By Brandi Wylie ’24, student intern

It’s a busy time of year for Lauren Scalise ’24. She’s juggling her academic work, serving as a team manager for the Wofford College women’s basketball team and editing the Bohemian, the college’s yearbook.

She also has the role of chief financial officer with her family’s nonprofit, Strides for Survivors: Steps to Breast Cancer Rehabilitation.

Scalise’s family first started talking about the idea for a nonprofit in 2016, when her mom and grandmother were diagnosed with breast cancer within a year of each other. She was the only person with her mother when she received the diagnosis, and the retelling of the story for a high school project is what sparked the family’s desire to do something.

“I couldn’t just sit back anymore,” says Scalise, an environmental studies major from Atlanta, Georgia.

Her mom’s journey led her to TurningPoint, a nonprofit rehabilitation center in Atlanta that focuses primarily on the aftercare of breast cancer survivors. The facility’s services include physical therapy, Pilates, nutrition talks, mental health awareness, one-on-one massages and more. This facility has helped Stephanie Scalise, Lauren’s mom, to get back to herself.

“She’s a go-getter. She does everything on her own. She’s a very strong and independent woman,” Scalise says. “To have her go through something like this, where she had to reach out for help, was difficult for her and the family as a whole.”

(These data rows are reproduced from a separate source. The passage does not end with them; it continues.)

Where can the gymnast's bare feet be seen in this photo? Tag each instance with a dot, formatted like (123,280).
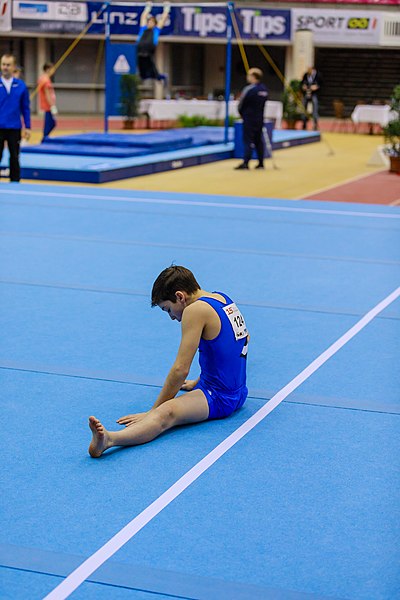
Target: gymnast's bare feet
(101,440)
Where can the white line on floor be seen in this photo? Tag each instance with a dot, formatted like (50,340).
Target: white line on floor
(77,577)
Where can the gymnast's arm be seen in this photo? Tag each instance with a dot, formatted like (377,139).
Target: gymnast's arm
(163,19)
(193,322)
(145,14)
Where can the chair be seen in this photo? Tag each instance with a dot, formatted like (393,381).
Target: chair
(341,121)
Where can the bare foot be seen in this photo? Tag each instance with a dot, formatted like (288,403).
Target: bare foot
(100,441)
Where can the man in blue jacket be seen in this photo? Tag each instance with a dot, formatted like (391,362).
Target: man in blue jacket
(14,103)
(251,109)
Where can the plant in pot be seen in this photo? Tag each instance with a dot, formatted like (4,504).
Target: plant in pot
(129,99)
(292,103)
(392,132)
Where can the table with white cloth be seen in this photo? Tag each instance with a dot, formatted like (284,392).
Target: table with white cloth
(372,113)
(161,110)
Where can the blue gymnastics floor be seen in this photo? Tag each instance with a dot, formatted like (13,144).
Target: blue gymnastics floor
(99,158)
(305,505)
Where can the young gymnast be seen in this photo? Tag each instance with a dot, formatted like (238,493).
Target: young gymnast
(211,323)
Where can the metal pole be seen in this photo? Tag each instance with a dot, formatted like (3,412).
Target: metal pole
(107,59)
(173,4)
(228,67)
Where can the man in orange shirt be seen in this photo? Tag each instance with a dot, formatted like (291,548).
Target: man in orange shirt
(47,99)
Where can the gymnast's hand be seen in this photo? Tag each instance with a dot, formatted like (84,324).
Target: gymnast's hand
(131,419)
(189,384)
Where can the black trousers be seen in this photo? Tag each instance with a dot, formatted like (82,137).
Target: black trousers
(252,136)
(13,139)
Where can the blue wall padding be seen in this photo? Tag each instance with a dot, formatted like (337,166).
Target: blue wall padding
(308,500)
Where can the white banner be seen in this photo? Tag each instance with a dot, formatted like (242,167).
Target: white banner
(5,15)
(50,11)
(339,27)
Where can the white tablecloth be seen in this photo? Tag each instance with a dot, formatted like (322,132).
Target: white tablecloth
(370,113)
(212,109)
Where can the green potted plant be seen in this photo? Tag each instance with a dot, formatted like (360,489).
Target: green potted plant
(130,99)
(292,103)
(392,132)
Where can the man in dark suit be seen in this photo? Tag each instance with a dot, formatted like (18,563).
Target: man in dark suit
(14,104)
(251,109)
(310,85)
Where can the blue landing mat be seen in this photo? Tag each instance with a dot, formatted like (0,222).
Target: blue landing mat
(75,160)
(305,506)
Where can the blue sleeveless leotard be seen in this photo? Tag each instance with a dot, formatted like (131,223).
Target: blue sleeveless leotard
(223,361)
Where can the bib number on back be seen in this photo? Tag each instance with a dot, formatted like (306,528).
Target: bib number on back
(237,321)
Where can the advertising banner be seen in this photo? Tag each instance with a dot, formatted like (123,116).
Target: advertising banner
(187,21)
(375,2)
(123,20)
(253,23)
(5,15)
(339,27)
(63,17)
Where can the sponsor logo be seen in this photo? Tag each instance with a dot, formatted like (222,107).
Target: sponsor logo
(115,18)
(203,23)
(334,23)
(361,23)
(262,25)
(32,9)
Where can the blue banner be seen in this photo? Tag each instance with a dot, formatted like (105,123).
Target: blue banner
(252,23)
(186,21)
(120,60)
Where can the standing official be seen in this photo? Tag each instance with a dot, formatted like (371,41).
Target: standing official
(310,85)
(14,103)
(251,109)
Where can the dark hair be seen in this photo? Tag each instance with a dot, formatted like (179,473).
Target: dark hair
(173,279)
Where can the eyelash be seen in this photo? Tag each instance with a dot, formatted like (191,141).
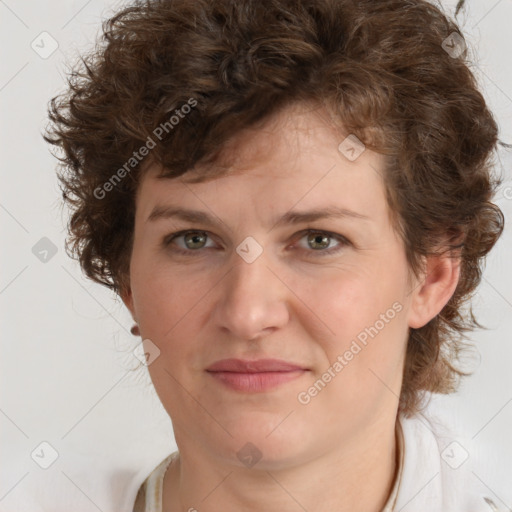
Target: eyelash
(318,253)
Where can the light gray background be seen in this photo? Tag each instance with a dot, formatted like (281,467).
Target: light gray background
(68,375)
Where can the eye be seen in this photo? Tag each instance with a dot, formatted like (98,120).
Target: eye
(319,242)
(193,241)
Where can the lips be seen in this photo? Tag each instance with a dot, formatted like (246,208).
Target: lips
(262,375)
(256,366)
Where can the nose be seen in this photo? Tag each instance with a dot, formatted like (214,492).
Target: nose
(252,300)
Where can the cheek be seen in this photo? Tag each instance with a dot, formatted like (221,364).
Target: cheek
(365,308)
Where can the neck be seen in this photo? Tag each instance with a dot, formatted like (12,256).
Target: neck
(355,476)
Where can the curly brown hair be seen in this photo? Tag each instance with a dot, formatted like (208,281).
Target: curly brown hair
(383,69)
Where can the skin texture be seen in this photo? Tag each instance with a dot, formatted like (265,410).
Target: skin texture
(336,452)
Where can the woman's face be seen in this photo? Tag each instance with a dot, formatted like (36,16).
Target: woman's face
(249,283)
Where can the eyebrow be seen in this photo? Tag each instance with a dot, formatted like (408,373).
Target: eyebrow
(291,217)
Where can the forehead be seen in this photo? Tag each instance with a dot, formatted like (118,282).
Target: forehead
(293,156)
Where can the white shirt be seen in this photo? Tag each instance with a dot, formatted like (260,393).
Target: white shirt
(429,479)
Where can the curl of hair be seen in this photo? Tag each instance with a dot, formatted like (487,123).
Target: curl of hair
(378,66)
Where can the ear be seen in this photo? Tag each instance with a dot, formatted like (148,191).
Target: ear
(434,290)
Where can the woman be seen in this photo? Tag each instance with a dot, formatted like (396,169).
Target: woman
(293,201)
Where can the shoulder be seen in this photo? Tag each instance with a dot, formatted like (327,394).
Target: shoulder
(441,471)
(149,495)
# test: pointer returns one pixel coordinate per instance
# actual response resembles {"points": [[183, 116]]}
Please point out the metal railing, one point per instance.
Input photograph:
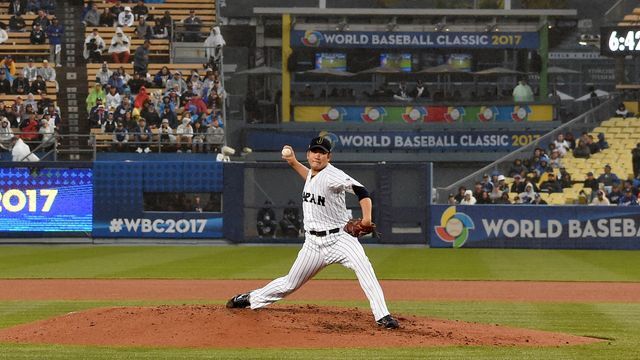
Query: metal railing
{"points": [[584, 122]]}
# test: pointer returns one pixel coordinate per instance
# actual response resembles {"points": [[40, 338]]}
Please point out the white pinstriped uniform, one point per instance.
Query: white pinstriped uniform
{"points": [[324, 209]]}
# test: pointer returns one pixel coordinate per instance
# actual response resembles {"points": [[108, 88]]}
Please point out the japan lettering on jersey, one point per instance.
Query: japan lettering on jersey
{"points": [[323, 199]]}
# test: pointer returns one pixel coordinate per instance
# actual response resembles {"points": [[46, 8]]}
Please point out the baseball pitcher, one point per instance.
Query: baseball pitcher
{"points": [[330, 237]]}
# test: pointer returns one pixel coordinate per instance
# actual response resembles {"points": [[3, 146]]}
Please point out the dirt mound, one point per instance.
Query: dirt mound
{"points": [[276, 327]]}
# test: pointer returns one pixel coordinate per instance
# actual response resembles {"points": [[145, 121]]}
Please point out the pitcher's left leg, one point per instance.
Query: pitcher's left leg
{"points": [[354, 258]]}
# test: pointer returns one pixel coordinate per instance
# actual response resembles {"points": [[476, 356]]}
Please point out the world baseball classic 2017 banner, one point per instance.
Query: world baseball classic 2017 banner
{"points": [[530, 226], [442, 141], [423, 114], [414, 40]]}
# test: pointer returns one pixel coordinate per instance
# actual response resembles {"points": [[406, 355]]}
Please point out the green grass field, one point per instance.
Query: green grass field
{"points": [[618, 322]]}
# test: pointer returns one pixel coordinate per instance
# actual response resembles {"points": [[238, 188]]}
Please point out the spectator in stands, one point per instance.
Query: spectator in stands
{"points": [[29, 127], [166, 133], [528, 195], [33, 6], [141, 98], [215, 137], [17, 23], [3, 34], [125, 18], [6, 133], [92, 17], [167, 113], [112, 100], [150, 114], [600, 199], [18, 7], [137, 82], [115, 10], [142, 137], [143, 29], [565, 178], [608, 178], [562, 145], [622, 111], [5, 84], [518, 185], [119, 48], [593, 97], [197, 142], [177, 80], [37, 36], [159, 30], [98, 116], [107, 18], [94, 94], [468, 198], [628, 199], [30, 71], [192, 25], [195, 105], [184, 134], [615, 194], [20, 85], [54, 33], [103, 75], [93, 47], [42, 19], [120, 137], [116, 81], [141, 58], [125, 107], [109, 124], [602, 142], [582, 149], [555, 162], [47, 135], [551, 184], [522, 92], [140, 11], [38, 86]]}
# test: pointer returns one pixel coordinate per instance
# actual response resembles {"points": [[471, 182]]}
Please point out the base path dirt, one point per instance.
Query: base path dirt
{"points": [[338, 290], [301, 326]]}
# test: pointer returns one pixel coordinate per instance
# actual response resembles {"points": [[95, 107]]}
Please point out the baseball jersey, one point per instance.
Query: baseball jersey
{"points": [[323, 202]]}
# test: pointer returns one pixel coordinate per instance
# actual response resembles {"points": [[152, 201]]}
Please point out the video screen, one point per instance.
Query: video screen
{"points": [[460, 61], [396, 61], [335, 61], [46, 200]]}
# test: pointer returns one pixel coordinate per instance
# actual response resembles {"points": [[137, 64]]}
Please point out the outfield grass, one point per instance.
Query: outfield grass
{"points": [[243, 262], [616, 321]]}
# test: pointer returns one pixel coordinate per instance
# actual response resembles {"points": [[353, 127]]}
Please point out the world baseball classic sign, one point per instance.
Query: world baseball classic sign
{"points": [[531, 226]]}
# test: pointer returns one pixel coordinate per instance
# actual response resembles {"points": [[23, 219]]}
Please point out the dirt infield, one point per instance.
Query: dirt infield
{"points": [[302, 326], [339, 290]]}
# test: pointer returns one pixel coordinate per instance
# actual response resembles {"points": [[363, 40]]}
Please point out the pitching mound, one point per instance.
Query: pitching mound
{"points": [[276, 327]]}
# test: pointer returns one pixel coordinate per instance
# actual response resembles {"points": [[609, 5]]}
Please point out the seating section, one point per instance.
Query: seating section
{"points": [[159, 51], [18, 44]]}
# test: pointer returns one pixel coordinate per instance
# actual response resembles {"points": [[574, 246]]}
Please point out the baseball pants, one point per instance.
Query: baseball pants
{"points": [[317, 253]]}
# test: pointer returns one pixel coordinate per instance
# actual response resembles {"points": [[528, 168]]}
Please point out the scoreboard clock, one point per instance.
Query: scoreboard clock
{"points": [[619, 41]]}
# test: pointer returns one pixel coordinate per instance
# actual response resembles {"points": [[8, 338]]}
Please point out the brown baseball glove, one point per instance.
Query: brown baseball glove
{"points": [[355, 228]]}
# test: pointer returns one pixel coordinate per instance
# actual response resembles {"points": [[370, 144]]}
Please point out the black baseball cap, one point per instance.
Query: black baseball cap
{"points": [[321, 143]]}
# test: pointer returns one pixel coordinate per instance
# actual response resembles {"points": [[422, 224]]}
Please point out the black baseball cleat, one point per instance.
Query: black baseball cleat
{"points": [[388, 322], [239, 301]]}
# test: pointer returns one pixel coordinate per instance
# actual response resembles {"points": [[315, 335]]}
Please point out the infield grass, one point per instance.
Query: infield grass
{"points": [[615, 321]]}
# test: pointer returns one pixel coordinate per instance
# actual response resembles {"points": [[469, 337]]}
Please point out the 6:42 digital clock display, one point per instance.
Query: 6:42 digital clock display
{"points": [[620, 41]]}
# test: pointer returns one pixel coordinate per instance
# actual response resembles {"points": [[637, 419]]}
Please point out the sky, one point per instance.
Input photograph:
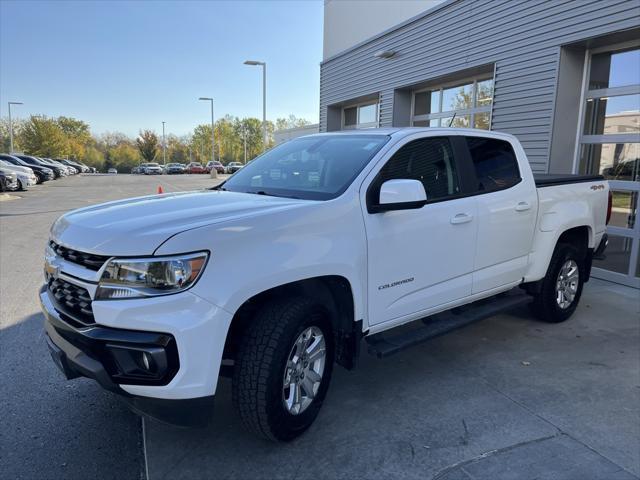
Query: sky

It is because of this that the mission of Strides for Survivors is to raise money for TurningPoint.

“Giving back to the organization that gave us our mom back just seemed like the least that we could do,” Scalise says.

The organization’s primary fundraiser is an annual walk in Atlanta along a 2.7-mile track that Scalise’s mom walked during her journey through cancer recovery. Over the past five years, the organization has raised $48,500 through its annual walk.

Juggling all of her commitments is no easy feat, and Scalise emphasizes the importance of having a family support system and dividing the work across a year’s span. Even with that strategy, she acknowledges that with the nonprofit’s main event being in the first week of February, January is always the busiest time for her.

This year, the walk will be held on Feb. 5. It will be a hybrid event, offering people all over the country the opportunity to walk their own path and send in pictures. Everyone who registers, including virtual attendees, will get a gift bag with a T-shirt, pink shoelaces, a pencil and many other goodies.

As team manager for the women’s basketball team, she has the opportunity to share information about her family’s nonprofit with the team. She receives overwhelming support from these young women.

“Choosing to support Strides for Survivors was such an easy decision knowing how much time and effort she has invested in our program, but also the core initiative of the nonprofit – to help women and families going through the tough journey of breast cancer,” says Elena Pulanco ’22, a triple major in art history, sociology and anthropology and studio art from Englewood, New Jersey, and a guard on the women’s basketball team.

Lilly Hatton ’23, a biology major from Georgetown, Indiana, and a forward on the team, expressed similar sentiments.

“As a team, we try to support one another in any way possible, and Lauren’s nonprofit is such a worthy cause,” Hatton says. “When Lauren told us about the Strides for Survivors annual walk and all the work that goes into running a nonprofit, several of us decided to offer our time and efforts helping out.”